Today we’ve launched a new project with JRF exploring how to design out deep poverty and destitution in a local area. We’re really interested in different models and approaches to preventing and addressing deep poverty locally, and looking to build relationships with key partners. We’re helping JRF work towards an ambitious, practical, and large-scale piece of work to design and learn from ways to tackle destitution and deep poverty in one or more places.

Your invaluable insights will help shape the direction of the project and inform our findings. We’d love to hear about any projects you’re involved in, plus your ideas and experiences on this topic. Our Call for Learning & Ideas makes it easy for you to get involved. More details can be found on our project page.

Why focus on local and ‘place-based’ working?

This project is about the power of people and organisations coming together in a place. This is a scale where there can be a real focus on shared purpose, multiple layers of action, and the relationships, connections, and energy to make change happen. It is a scale where the public sector, voluntary organisations and communities can meaningfully collaborate and put people at the centre of their work. Through the lens of place, attention can be paid to context and history, and to listening to and working with communities and people with experience.

Action in local areas is focused not only on mitigating the impact of poverty, but also on tackling its underlying causes. Our focus on preventing poverty at place-level is not to underplay the significance of national policy, but rather to better explore the potential of local action. Local systems are inevitably constrained by the limits of national policies – most notably social security – with strict parameters. So, while this project is ambitious for the potential of local approaches, it will seek to understand the interplay with national policy and how policymakers in Westminster, and the devolved administrations, could better enable and support local systems.

What is meant by ‘designing out’?

‘Designing out’ is a statement of intent, asking what it would look like for a local area to be able to stop people experiencing deep poverty and destitution.

Here are some of the questions an approach might explore:

  • How are services and wider networks of formal and informal support in a place coordinated so that people don’t fall between the gaps in provision?
  • How are people with experience of, or at risk of, deep poverty and destitution listened to and involved in the decisions that affect them? How are they supported to share their experiences and ideas to inform and shape the system more widely?
  • How can the services, organisations, social infrastructure, communities, and assets in a place together ensure people don’t experience deep poverty or destitution? How can broader strategies, such as those around local economic growth, contribute to tackling the underlying drivers of poverty?
  • How does the design of projects that tackle the underlying causes of deep poverty and destitution differ from the design of projects that act as emergency support?

This isn’t about any one organisation having all the answers, but rather how those within a system translate this shared mission into reality.

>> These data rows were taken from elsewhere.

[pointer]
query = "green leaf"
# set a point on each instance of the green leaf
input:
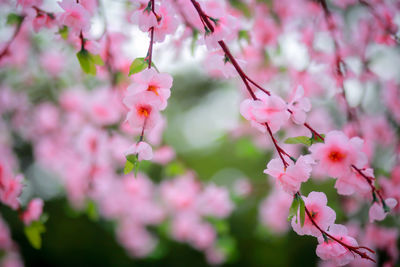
(138, 65)
(33, 233)
(132, 164)
(299, 140)
(96, 59)
(243, 34)
(64, 32)
(385, 207)
(294, 208)
(227, 245)
(174, 168)
(316, 139)
(91, 211)
(195, 37)
(86, 62)
(14, 19)
(89, 61)
(302, 211)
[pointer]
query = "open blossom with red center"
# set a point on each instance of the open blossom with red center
(332, 250)
(144, 110)
(321, 214)
(338, 153)
(267, 109)
(290, 179)
(75, 16)
(150, 80)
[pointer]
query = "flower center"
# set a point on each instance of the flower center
(153, 88)
(336, 156)
(144, 111)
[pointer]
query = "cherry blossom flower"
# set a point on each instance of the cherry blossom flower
(144, 110)
(290, 178)
(338, 153)
(332, 250)
(322, 215)
(152, 81)
(354, 182)
(268, 109)
(145, 18)
(75, 16)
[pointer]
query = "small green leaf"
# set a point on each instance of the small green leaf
(33, 233)
(294, 208)
(227, 245)
(14, 19)
(91, 211)
(299, 140)
(385, 207)
(325, 237)
(138, 65)
(374, 198)
(316, 139)
(64, 32)
(302, 212)
(174, 168)
(86, 63)
(96, 59)
(132, 164)
(195, 37)
(243, 34)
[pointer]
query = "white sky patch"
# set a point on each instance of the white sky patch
(208, 121)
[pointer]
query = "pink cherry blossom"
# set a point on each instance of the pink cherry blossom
(377, 213)
(145, 18)
(217, 65)
(33, 211)
(354, 183)
(290, 178)
(152, 81)
(29, 3)
(75, 16)
(168, 23)
(338, 153)
(268, 109)
(144, 110)
(332, 250)
(142, 149)
(322, 215)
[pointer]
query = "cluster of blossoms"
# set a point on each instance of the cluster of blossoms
(81, 136)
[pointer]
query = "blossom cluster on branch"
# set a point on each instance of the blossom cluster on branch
(91, 133)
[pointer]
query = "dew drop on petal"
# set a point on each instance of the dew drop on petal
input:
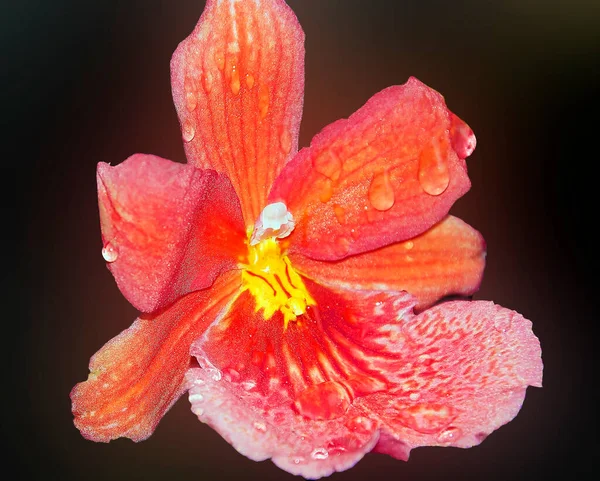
(340, 213)
(502, 321)
(450, 434)
(319, 453)
(359, 424)
(220, 60)
(285, 139)
(324, 401)
(262, 427)
(188, 131)
(381, 192)
(207, 81)
(328, 164)
(425, 418)
(250, 80)
(190, 96)
(235, 80)
(326, 191)
(434, 175)
(248, 385)
(110, 253)
(263, 101)
(342, 246)
(463, 138)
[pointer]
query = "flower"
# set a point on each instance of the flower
(294, 295)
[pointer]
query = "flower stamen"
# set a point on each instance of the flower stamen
(273, 282)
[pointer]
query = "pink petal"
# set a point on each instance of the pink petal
(358, 369)
(467, 366)
(168, 229)
(385, 175)
(238, 82)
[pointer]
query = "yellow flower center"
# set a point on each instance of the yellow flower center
(275, 285)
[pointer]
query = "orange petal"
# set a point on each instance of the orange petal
(168, 228)
(388, 173)
(137, 376)
(448, 259)
(238, 82)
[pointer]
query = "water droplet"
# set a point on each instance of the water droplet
(342, 246)
(359, 424)
(263, 101)
(327, 163)
(463, 138)
(196, 398)
(326, 191)
(381, 192)
(188, 131)
(207, 81)
(320, 453)
(502, 321)
(285, 140)
(190, 96)
(426, 418)
(220, 60)
(249, 385)
(235, 80)
(340, 213)
(450, 434)
(434, 175)
(262, 427)
(324, 401)
(209, 367)
(110, 253)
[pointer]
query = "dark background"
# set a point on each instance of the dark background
(89, 81)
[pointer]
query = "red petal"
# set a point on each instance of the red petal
(137, 376)
(357, 369)
(252, 374)
(447, 259)
(386, 174)
(168, 228)
(238, 82)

Such ambition should by no means diminish the scale of the task. This kind of deep, long-term place-based work isn’t easy and requires persistence, learning and iteration.

We hope this project will open up the space for a conversation exploring the learning from what is already happening in local areas, while building on this collective knowledge to consider what could be possible in the future. Your contributions to our Call for Learning & Ideas will be an important starting point.